Kira opens with its titular main character sprinting through the streets of New Haven, the seat of a totalitarian government’s power. Hunted by the police and government agents, Kira uses her own brand of fighting skills to make it back to her town in the Wastelands, one of the few bastions of freedom in a world where those who refuse the Government’s control struggle for survival. There, she reports her discoveries to the town Elders, who lead the ragtag resistance.
Having previously read Harrison’s novel-length space opera, Shadow of the Wraith, I could tell immediately that Kira is a trophy case displaying all his strengths as a writer: heart-pounding action, detailed world-building, characters that don’t just spring from the page, they leap out and yell, “’ello there!” in your face. His descriptions, scattered through the action, subtly paint the world around the story, allowing one to easily visualize what’s going on. With the smaller canvas of a novella to work with, Harrison whittles down his writing to showcase only the best, making each sentence worthwhile and effective.
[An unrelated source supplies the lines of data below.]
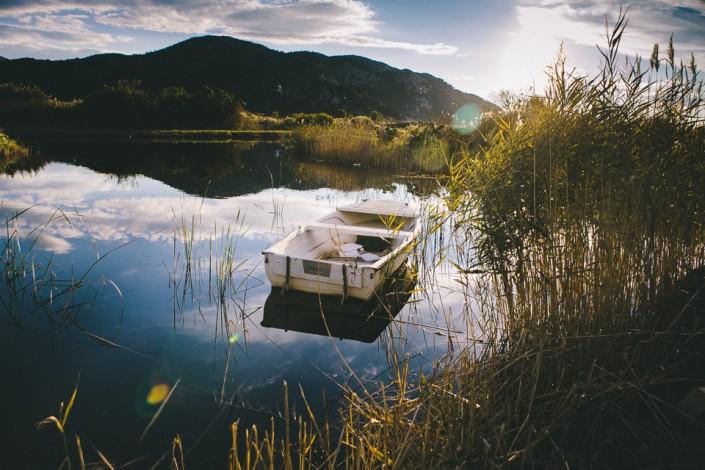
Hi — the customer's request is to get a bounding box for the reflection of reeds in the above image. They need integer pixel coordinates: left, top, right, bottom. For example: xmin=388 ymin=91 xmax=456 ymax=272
xmin=169 ymin=203 xmax=264 ymax=408
xmin=169 ymin=207 xmax=197 ymax=326
xmin=1 ymin=207 xmax=126 ymax=329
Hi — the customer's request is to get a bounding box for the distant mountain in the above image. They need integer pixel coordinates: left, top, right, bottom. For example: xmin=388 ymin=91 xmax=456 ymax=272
xmin=0 ymin=56 xmax=7 ymax=61
xmin=0 ymin=36 xmax=493 ymax=121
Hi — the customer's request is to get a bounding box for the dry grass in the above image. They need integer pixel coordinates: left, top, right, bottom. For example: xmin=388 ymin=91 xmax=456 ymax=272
xmin=293 ymin=118 xmax=456 ymax=174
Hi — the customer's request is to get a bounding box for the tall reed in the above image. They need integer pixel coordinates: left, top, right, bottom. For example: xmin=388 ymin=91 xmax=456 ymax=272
xmin=0 ymin=207 xmax=126 ymax=329
xmin=226 ymin=12 xmax=705 ymax=469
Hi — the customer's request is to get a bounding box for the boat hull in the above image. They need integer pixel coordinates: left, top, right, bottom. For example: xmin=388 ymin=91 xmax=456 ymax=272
xmin=263 ymin=248 xmax=411 ymax=301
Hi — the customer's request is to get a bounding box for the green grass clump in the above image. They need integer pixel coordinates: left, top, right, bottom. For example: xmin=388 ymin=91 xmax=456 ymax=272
xmin=0 ymin=130 xmax=28 ymax=158
xmin=0 ymin=130 xmax=29 ymax=171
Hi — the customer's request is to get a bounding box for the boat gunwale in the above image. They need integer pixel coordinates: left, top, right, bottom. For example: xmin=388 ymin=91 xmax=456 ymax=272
xmin=262 ymin=223 xmax=417 ymax=271
xmin=335 ymin=200 xmax=419 ymax=219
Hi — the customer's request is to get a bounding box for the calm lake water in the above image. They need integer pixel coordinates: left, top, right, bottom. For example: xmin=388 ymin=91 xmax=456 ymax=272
xmin=0 ymin=141 xmax=469 ymax=468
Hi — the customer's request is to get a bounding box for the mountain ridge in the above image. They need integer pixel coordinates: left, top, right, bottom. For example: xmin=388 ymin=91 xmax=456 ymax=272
xmin=0 ymin=36 xmax=494 ymax=121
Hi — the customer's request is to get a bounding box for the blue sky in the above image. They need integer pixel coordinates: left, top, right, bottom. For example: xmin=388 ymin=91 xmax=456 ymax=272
xmin=0 ymin=1 xmax=703 ymax=99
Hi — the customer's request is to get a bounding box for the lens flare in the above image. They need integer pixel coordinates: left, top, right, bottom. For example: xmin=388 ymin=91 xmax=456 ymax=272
xmin=228 ymin=333 xmax=239 ymax=345
xmin=146 ymin=384 xmax=170 ymax=405
xmin=452 ymin=103 xmax=482 ymax=134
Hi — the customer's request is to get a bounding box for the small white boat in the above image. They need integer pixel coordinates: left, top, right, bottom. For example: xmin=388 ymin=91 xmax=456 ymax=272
xmin=262 ymin=200 xmax=419 ymax=301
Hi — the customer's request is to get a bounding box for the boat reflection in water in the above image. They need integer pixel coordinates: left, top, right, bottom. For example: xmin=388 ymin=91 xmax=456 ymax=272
xmin=261 ymin=266 xmax=417 ymax=343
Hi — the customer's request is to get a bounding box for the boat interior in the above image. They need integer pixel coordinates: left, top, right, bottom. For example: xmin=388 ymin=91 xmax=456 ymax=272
xmin=276 ymin=225 xmax=408 ymax=267
xmin=264 ymin=202 xmax=418 ymax=271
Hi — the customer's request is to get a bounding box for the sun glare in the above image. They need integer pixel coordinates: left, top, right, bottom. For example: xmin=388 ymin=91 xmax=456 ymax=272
xmin=498 ymin=6 xmax=602 ymax=92
xmin=452 ymin=103 xmax=482 ymax=134
xmin=146 ymin=384 xmax=170 ymax=405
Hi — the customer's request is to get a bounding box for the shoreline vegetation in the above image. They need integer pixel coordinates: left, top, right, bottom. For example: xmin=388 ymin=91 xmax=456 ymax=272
xmin=2 ymin=118 xmax=480 ymax=175
xmin=291 ymin=117 xmax=485 ymax=174
xmin=0 ymin=81 xmax=485 ymax=175
xmin=9 ymin=127 xmax=291 ymax=143
xmin=230 ymin=16 xmax=703 ymax=469
xmin=4 ymin=13 xmax=705 ymax=469
xmin=0 ymin=130 xmax=29 ymax=171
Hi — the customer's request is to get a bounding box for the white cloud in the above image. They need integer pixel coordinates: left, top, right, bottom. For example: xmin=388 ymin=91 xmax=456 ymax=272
xmin=520 ymin=1 xmax=705 ymax=56
xmin=493 ymin=0 xmax=705 ymax=94
xmin=326 ymin=36 xmax=457 ymax=55
xmin=0 ymin=21 xmax=123 ymax=55
xmin=0 ymin=0 xmax=458 ymax=56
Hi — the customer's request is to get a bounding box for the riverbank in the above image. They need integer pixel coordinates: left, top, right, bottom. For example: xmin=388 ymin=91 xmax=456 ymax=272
xmin=8 ymin=127 xmax=292 ymax=144
xmin=8 ymin=119 xmax=477 ymax=176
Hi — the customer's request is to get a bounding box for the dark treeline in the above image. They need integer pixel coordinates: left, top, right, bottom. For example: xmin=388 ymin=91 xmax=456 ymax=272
xmin=0 ymin=36 xmax=495 ymax=120
xmin=0 ymin=81 xmax=242 ymax=129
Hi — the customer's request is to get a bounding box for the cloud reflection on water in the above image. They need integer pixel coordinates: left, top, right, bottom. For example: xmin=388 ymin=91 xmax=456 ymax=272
xmin=0 ymin=146 xmax=471 ymax=469
xmin=0 ymin=162 xmax=401 ymax=247
xmin=0 ymin=162 xmax=471 ymax=346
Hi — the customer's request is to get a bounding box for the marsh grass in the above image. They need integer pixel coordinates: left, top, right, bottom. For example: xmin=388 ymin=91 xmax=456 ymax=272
xmin=432 ymin=12 xmax=705 ymax=468
xmin=168 ymin=202 xmax=267 ymax=414
xmin=168 ymin=203 xmax=254 ymax=324
xmin=293 ymin=119 xmax=457 ymax=174
xmin=37 ymin=375 xmax=122 ymax=470
xmin=0 ymin=207 xmax=127 ymax=331
xmin=206 ymin=12 xmax=705 ymax=469
xmin=36 ymin=375 xmax=80 ymax=470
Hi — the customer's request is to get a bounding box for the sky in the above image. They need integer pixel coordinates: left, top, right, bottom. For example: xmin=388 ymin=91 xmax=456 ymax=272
xmin=0 ymin=0 xmax=703 ymax=100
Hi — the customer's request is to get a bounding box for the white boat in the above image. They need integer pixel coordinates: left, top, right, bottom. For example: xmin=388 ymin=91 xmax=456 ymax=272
xmin=262 ymin=200 xmax=419 ymax=300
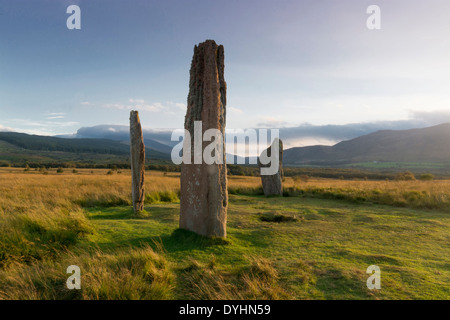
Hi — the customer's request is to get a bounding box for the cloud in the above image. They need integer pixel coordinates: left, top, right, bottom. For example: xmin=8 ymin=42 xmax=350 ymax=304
xmin=174 ymin=103 xmax=186 ymax=110
xmin=102 ymin=103 xmax=161 ymax=112
xmin=229 ymin=107 xmax=243 ymax=114
xmin=409 ymin=109 xmax=450 ymax=126
xmin=2 ymin=118 xmax=80 ymax=136
xmin=46 ymin=116 xmax=65 ymax=120
xmin=257 ymin=116 xmax=289 ymax=128
xmin=16 ymin=128 xmax=56 ymax=136
xmin=0 ymin=124 xmax=14 ymax=132
xmin=129 ymin=98 xmax=145 ymax=104
xmin=46 ymin=112 xmax=66 ymax=116
xmin=100 ymin=100 xmax=185 ymax=113
xmin=44 ymin=112 xmax=66 ymax=120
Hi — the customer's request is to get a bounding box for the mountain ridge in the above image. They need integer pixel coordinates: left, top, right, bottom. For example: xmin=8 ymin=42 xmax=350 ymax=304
xmin=283 ymin=122 xmax=450 ymax=165
xmin=1 ymin=123 xmax=449 ymax=168
xmin=0 ymin=132 xmax=171 ymax=166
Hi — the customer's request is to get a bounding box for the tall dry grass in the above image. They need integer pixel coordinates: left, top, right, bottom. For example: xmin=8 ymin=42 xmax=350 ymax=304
xmin=1 ymin=169 xmax=448 ymax=268
xmin=0 ymin=170 xmax=181 ymax=267
xmin=178 ymin=256 xmax=288 ymax=300
xmin=229 ymin=174 xmax=450 ymax=211
xmin=0 ymin=168 xmax=449 ymax=299
xmin=1 ymin=168 xmax=448 ymax=215
xmin=284 ymin=178 xmax=450 ymax=211
xmin=0 ymin=245 xmax=174 ymax=300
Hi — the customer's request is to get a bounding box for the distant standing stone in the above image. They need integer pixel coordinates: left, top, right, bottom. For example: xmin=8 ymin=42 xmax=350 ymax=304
xmin=180 ymin=40 xmax=228 ymax=238
xmin=130 ymin=110 xmax=145 ymax=213
xmin=259 ymin=138 xmax=283 ymax=196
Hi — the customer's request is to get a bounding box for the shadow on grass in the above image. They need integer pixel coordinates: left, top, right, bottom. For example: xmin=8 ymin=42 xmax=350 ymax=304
xmin=87 ymin=207 xmax=136 ymax=220
xmin=257 ymin=212 xmax=298 ymax=223
xmin=314 ymin=268 xmax=370 ymax=299
xmin=87 ymin=208 xmax=151 ymax=220
xmin=333 ymin=248 xmax=402 ymax=266
xmin=165 ymin=229 xmax=230 ymax=248
xmin=91 ymin=228 xmax=231 ymax=254
xmin=86 ymin=205 xmax=176 ymax=221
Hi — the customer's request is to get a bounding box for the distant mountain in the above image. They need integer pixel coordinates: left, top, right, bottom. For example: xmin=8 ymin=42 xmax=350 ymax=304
xmin=0 ymin=131 xmax=251 ymax=166
xmin=3 ymin=123 xmax=449 ymax=168
xmin=1 ymin=132 xmax=130 ymax=155
xmin=68 ymin=119 xmax=450 ymax=153
xmin=0 ymin=132 xmax=170 ymax=166
xmin=283 ymin=123 xmax=450 ymax=166
xmin=68 ymin=125 xmax=256 ymax=164
xmin=65 ymin=125 xmax=176 ymax=154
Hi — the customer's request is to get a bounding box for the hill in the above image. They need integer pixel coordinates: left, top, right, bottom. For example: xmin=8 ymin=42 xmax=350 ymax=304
xmin=2 ymin=123 xmax=450 ymax=170
xmin=63 ymin=125 xmax=176 ymax=154
xmin=0 ymin=132 xmax=171 ymax=167
xmin=284 ymin=123 xmax=450 ymax=166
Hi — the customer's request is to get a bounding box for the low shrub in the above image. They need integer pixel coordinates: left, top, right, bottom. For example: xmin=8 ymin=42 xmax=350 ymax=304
xmin=395 ymin=171 xmax=416 ymax=181
xmin=419 ymin=174 xmax=434 ymax=181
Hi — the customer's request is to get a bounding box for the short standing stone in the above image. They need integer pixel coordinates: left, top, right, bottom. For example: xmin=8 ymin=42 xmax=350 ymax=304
xmin=130 ymin=110 xmax=145 ymax=213
xmin=180 ymin=40 xmax=228 ymax=237
xmin=259 ymin=138 xmax=283 ymax=196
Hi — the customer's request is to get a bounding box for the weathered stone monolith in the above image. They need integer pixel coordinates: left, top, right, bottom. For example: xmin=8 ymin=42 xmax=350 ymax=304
xmin=180 ymin=40 xmax=228 ymax=237
xmin=130 ymin=110 xmax=145 ymax=213
xmin=259 ymin=138 xmax=283 ymax=196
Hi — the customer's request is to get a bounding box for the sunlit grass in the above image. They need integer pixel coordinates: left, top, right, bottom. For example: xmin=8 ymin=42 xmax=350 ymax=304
xmin=0 ymin=169 xmax=449 ymax=299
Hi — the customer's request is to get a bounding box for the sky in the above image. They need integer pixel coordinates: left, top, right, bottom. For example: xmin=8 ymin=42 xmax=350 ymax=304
xmin=1 ymin=0 xmax=450 ymax=144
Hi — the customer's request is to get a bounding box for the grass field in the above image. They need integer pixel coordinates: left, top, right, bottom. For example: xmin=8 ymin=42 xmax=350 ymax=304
xmin=345 ymin=161 xmax=448 ymax=169
xmin=0 ymin=168 xmax=448 ymax=299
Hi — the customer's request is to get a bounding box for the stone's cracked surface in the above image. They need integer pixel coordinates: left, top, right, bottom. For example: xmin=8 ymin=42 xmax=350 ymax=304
xmin=259 ymin=138 xmax=284 ymax=196
xmin=180 ymin=40 xmax=228 ymax=238
xmin=130 ymin=110 xmax=145 ymax=213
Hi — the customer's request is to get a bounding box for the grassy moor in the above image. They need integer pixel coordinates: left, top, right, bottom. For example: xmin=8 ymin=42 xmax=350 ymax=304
xmin=0 ymin=168 xmax=448 ymax=299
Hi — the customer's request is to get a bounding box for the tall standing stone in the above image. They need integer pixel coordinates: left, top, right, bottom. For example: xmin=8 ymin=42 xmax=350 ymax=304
xmin=130 ymin=110 xmax=145 ymax=213
xmin=180 ymin=40 xmax=228 ymax=238
xmin=259 ymin=138 xmax=283 ymax=196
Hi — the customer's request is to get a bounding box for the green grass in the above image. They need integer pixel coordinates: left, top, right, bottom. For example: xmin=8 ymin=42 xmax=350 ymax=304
xmin=81 ymin=196 xmax=450 ymax=299
xmin=0 ymin=208 xmax=93 ymax=268
xmin=1 ymin=194 xmax=449 ymax=299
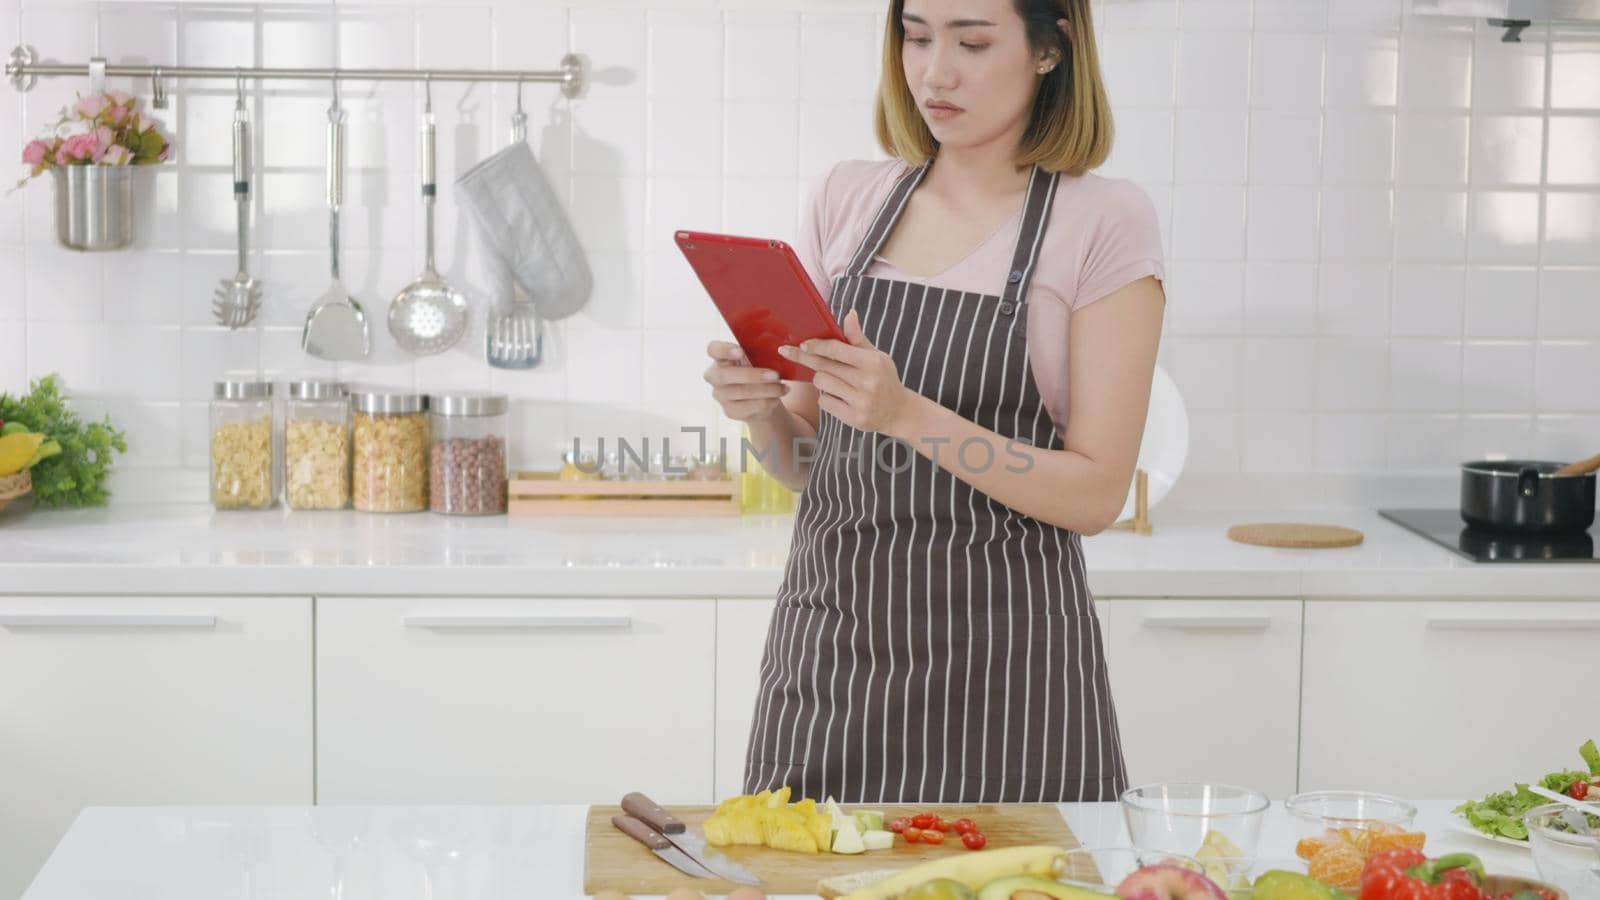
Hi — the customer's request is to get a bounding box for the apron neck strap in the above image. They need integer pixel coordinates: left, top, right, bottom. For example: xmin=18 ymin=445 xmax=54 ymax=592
xmin=1001 ymin=164 xmax=1061 ymax=306
xmin=844 ymin=161 xmax=1061 ymax=306
xmin=845 ymin=162 xmax=930 ymax=277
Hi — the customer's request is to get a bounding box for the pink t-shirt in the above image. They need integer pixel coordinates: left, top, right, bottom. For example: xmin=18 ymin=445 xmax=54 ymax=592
xmin=793 ymin=159 xmax=1165 ymax=438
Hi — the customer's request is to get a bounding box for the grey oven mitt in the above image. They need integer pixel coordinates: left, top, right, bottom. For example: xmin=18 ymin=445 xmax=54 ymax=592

Kira, a colorful young woman with a heavy Cockney accent, is the kind of protagonist who’s easy to love. Her strength and resilience are offset by a touch of insecurity—mentions of her troubled past make her uncomfortable, and she attempts to transition into proper English in the presence of a handsome young man and fellow member of the resistance—making her a realistic and relatable character. Her irreverence and wittiness make her third person limited narration a delight to read, adding a touch of humor to this otherwise tragic tale. Also of note is her teenage friend Flip, an odd yet adorable boy whom Harrison successfully brings to life in only a few paragraphs.
Kira is a tightly written and fast-paced novella that’s easily read in one session. In a few short paragraphs, Harrison creates an immersive steampunk universe that’s easy to get lost in and leaves you craving more. The speculative future he sets up is at once bleak and scintillating—bleak in its post-apocalyptic setting, scintillating in its dynamic characters and captivating backdrop. The story is a perfectly angled snapshot of a vast, multi-faceted world, a wonderfully packaged stand-alone tale that leaves room for much, much more.
Ross, if you’re reading this, can you please write a sequel? Or three? Or five?